La Regione Lombardia assegna a Torre Boldone un nuovo contributo da 400.000 euro per la sistemazione dell’area del Fenile, danneggiata dagli eventi calamitosi del settembre 2024. Lo ha annunciato la sindaca Simonetta Farnedi durante il Consiglio comunale di martedì 16 dicembre, nel corso del quale è stato approvato anche il bilancio di previsione 2026-2028 e confermate le aliquote Imu e Irpef, con novità rilevanti per le fasce più fragili della popolazione.

Lo stanziamento regionale fa parte di un pacchetto da 9,5 milioni di euro complessivi, destinato a 15 interventi in 11 Comuni della provincia di Bergamo.
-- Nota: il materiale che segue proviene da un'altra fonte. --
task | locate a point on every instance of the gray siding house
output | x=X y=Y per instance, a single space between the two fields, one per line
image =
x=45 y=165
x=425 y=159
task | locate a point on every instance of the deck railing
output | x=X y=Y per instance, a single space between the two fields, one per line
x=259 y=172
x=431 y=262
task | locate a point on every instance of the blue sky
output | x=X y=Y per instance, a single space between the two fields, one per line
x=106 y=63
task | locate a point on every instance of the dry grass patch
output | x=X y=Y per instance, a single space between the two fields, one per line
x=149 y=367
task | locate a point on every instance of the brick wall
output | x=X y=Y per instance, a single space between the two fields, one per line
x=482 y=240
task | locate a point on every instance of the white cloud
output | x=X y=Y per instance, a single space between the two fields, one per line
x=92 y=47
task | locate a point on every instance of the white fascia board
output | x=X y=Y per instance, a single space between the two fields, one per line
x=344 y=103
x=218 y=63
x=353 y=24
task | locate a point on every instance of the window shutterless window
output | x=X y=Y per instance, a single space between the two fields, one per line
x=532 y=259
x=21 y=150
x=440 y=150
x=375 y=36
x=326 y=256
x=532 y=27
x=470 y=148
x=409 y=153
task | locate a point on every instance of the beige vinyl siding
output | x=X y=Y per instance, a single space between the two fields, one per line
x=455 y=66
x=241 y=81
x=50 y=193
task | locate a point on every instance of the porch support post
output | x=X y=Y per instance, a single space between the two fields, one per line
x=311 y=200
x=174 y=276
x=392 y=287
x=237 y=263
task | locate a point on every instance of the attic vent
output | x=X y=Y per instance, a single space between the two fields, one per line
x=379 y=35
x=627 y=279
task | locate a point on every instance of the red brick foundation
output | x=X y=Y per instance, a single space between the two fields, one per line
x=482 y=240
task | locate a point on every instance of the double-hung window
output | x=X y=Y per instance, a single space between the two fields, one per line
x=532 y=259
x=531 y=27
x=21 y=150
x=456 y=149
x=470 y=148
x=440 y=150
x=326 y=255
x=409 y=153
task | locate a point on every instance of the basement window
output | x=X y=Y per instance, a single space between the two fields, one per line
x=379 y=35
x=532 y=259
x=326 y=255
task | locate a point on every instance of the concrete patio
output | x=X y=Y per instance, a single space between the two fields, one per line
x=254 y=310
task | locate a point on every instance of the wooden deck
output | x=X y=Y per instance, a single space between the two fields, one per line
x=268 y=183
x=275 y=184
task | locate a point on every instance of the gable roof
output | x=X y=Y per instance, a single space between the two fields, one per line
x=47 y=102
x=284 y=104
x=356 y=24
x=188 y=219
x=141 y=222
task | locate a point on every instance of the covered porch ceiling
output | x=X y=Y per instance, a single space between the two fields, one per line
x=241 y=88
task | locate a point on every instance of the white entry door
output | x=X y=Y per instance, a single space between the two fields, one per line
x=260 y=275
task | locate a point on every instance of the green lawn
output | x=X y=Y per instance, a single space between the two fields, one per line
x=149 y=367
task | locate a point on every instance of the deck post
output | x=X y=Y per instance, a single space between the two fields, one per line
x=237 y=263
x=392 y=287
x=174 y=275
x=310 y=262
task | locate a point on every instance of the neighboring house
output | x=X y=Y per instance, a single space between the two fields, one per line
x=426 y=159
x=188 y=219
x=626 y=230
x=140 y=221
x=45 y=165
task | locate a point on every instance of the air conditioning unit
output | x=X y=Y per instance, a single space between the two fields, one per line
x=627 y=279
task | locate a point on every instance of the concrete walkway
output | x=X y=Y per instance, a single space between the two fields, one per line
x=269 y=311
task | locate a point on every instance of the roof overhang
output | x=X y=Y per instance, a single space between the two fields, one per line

A Torre Boldone arriverà dunque una quota significativa, destinata alla messa in sicurezza dell’area del Fenile, dove si sono registrati danni strutturali e criticità ambientali in seguito al maltempo di fine estate.

Irpef confermata, ma con maggiore equità sociale

Sul fronte fiscale, il Consiglio ha approvato le aliquote Imu e l’addizionale comunale Irpef per il 2026, confermandone i valori, ma introducendo un ampliamento della soglia di esenzione. Questo significa che circa 130 cittadini in condizioni economiche o sociali fragili non pagheranno più l’addizionale Irpef, un gesto accolto con favore dai rappresentanti della maggioranza come segnale di attenzione verso le persone più in difficoltà.

Bilancio triennale e critiche dell’opposizione

L’approvazione del bilancio previsionale 2026-2028 ha suscitato reazioni contrastanti. Se da un lato la giunta ha sottolineato la stabilità dei conti e l’arrivo di nuovi fondi regionali, dall’altro le opposizioni hanno criticato la distribuzione delle risorse, giudicando poco chiare le priorità dell’amministrazione, in particolare sui temi del verde pubblico, della viabilità e dei servizi alla persona.

Spazio alla pace con il progetto “Rondine”

Il Consiglio si è aperto con un momento di riflessione fuori dall’ambito strettamente amministrativo: le giovani Gaia Frigeni (di Torre Boldone) e Zhora Maharram (dall’Azerbaigian) hanno presentato l’esperienza del Quarto Anno Rondine, il programma formativo della Cittadella della Pace Onlus, che promuove l’educazione alla convivenza tra giovani provenienti da paesi in conflitto. Un’iniziativa che ha colpito l’assemblea per il forte messaggio di dialogo e riconciliazione, sottolineato anche dalla sindaca Farnedi nel suo intervento finale.